Шпион в тигровой шкуре - Блок Лоуренс. Страница 27
Так, приехали…
Мне удалось-таки доплыть до того места, где нам следовало оставить моторку. Я привязал лодку к столбику, и мы с Арлеттой благополучно вернулись в ее квартирку. Когда мы вошли, за окном уже забрезжил рассвет. Арлетта жадно вскрыла пачку «Голуаза» и закурила. Я сел на кровать и, щелкнув замками, открыл «дипломат». Внутри лежали три жестяных тубы. Мне удалось вскрыть одну — в ней был насыпан белый порошок. Я послюнил кончик пальца, сунул его в белый порошок и полизал.
Так, ну приехали…
— Что там, Ивен?
Я завинтил крышку, положил тубу обратно в чемоданчик и молча уставился на «товар». Корсиканской мафии это явно не понравится, подумал я. Как и тем ребятам-посредникам, кому этот «товар» предназначался. Как и конечным потребителями, у которых рано или поздно начнется ломка со всеми ее неприглядными эмоциональными и физиологическими последствиями.
— Ивен!
— Это героин, — спокойно произнес я. — Тут килограмма три, наверное. Такого количества героина хватит, чтобы заторчало все западное полушарие.
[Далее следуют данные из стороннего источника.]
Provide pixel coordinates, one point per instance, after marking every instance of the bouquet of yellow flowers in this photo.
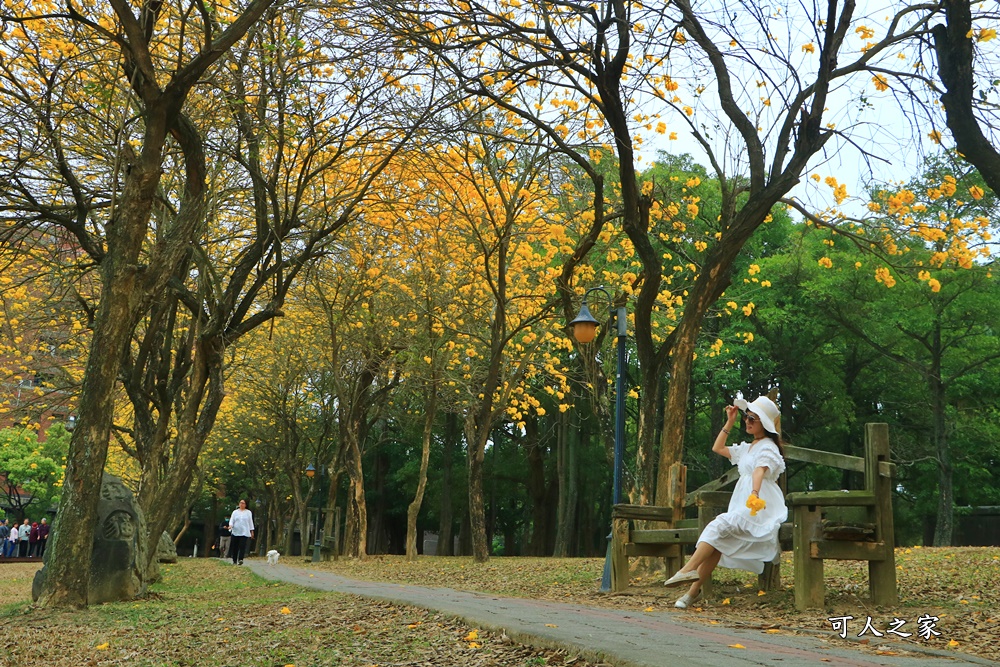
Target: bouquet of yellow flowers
(755, 504)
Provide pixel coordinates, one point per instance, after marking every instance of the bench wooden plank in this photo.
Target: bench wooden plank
(654, 550)
(832, 459)
(675, 536)
(642, 512)
(713, 499)
(730, 477)
(832, 498)
(840, 550)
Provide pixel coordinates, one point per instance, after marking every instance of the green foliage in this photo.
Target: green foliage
(32, 471)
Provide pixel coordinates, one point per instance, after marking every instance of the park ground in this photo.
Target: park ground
(206, 612)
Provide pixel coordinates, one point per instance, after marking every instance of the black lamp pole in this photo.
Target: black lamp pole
(584, 329)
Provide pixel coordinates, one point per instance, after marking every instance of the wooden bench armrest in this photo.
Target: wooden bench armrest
(831, 498)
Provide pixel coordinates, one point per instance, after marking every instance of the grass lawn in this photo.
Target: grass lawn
(960, 586)
(208, 614)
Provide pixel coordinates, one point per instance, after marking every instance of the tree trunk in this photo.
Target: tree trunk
(358, 548)
(567, 440)
(536, 490)
(425, 456)
(67, 575)
(945, 524)
(477, 507)
(445, 539)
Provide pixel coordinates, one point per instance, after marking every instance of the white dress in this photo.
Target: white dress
(747, 542)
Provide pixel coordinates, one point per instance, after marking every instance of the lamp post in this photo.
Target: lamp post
(310, 473)
(584, 329)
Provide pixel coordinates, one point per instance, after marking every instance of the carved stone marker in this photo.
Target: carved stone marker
(119, 550)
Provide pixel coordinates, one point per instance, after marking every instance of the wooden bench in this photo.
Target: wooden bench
(834, 525)
(826, 530)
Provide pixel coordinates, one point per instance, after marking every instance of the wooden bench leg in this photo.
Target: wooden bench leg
(619, 561)
(809, 586)
(770, 578)
(882, 581)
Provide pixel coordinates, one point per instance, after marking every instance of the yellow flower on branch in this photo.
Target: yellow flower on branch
(755, 504)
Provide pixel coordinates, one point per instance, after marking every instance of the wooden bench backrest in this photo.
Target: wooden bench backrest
(874, 464)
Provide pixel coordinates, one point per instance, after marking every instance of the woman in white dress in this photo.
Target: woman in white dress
(741, 538)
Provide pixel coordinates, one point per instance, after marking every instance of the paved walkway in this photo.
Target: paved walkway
(622, 638)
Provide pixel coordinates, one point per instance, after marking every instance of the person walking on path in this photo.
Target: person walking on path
(225, 536)
(23, 535)
(33, 541)
(746, 536)
(43, 536)
(241, 526)
(12, 541)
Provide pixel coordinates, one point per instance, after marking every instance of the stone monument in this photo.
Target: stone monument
(119, 548)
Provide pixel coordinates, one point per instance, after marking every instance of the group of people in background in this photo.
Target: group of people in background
(27, 540)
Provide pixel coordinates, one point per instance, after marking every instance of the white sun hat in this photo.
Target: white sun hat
(766, 411)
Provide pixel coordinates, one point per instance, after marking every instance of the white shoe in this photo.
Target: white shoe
(685, 601)
(682, 578)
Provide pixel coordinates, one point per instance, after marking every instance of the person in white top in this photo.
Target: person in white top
(11, 545)
(746, 535)
(241, 525)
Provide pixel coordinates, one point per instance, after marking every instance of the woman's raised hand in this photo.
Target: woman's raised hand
(732, 412)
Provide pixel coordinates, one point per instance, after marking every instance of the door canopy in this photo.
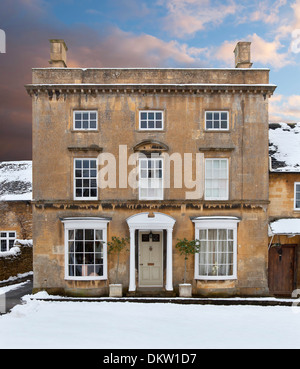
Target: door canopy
(148, 221)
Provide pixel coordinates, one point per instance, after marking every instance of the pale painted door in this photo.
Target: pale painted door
(150, 259)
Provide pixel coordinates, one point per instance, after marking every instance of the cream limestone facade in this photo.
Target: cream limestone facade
(155, 155)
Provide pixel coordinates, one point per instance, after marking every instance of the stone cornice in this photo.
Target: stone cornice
(56, 90)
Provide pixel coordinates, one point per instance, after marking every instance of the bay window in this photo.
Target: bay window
(85, 248)
(217, 257)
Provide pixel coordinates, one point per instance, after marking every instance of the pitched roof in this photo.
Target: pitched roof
(15, 180)
(284, 147)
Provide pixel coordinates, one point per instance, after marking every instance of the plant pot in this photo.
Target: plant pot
(185, 290)
(115, 290)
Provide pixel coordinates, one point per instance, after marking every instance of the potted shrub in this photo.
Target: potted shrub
(116, 246)
(186, 248)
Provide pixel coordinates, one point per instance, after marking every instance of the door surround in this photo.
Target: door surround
(147, 222)
(153, 258)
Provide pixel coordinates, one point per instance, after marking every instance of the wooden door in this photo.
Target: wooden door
(282, 269)
(150, 260)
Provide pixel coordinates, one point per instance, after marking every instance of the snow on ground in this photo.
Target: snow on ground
(129, 325)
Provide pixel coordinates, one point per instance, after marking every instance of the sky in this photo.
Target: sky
(143, 33)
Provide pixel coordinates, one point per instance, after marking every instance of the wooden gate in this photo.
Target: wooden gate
(282, 269)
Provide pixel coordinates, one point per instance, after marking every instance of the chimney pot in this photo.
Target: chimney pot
(58, 53)
(243, 55)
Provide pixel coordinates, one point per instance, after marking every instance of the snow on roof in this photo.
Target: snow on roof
(16, 180)
(285, 226)
(284, 147)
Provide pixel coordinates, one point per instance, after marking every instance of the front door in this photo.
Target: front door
(282, 262)
(150, 259)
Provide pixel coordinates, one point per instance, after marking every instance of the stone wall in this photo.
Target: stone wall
(16, 261)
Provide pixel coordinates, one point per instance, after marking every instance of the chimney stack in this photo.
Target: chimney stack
(58, 53)
(242, 55)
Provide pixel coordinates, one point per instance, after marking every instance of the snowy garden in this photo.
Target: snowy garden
(41, 323)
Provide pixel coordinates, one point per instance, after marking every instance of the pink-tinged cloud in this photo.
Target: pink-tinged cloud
(267, 53)
(28, 47)
(186, 17)
(284, 108)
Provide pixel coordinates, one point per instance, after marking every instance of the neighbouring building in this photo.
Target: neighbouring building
(15, 219)
(284, 208)
(155, 155)
(15, 202)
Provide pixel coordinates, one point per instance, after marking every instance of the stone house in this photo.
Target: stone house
(155, 155)
(284, 208)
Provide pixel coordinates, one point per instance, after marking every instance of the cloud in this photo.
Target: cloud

Она обрушила на меня шквал вопросов. Ее интересовало, зачем это нам, и чье это, и что я намерен с этим делать. Я не знал, как ответить на последний вопрос, и у меня не было сил отвечать на прочие. Я тупо сидел с дипломатом на коленях, смотрел на тубы с героином и размышлял о конных полицейских, кубинцах, франкоканадцах и корсиканцах, гадая — правда, без особого интереса, — кто из них первым меня убьет.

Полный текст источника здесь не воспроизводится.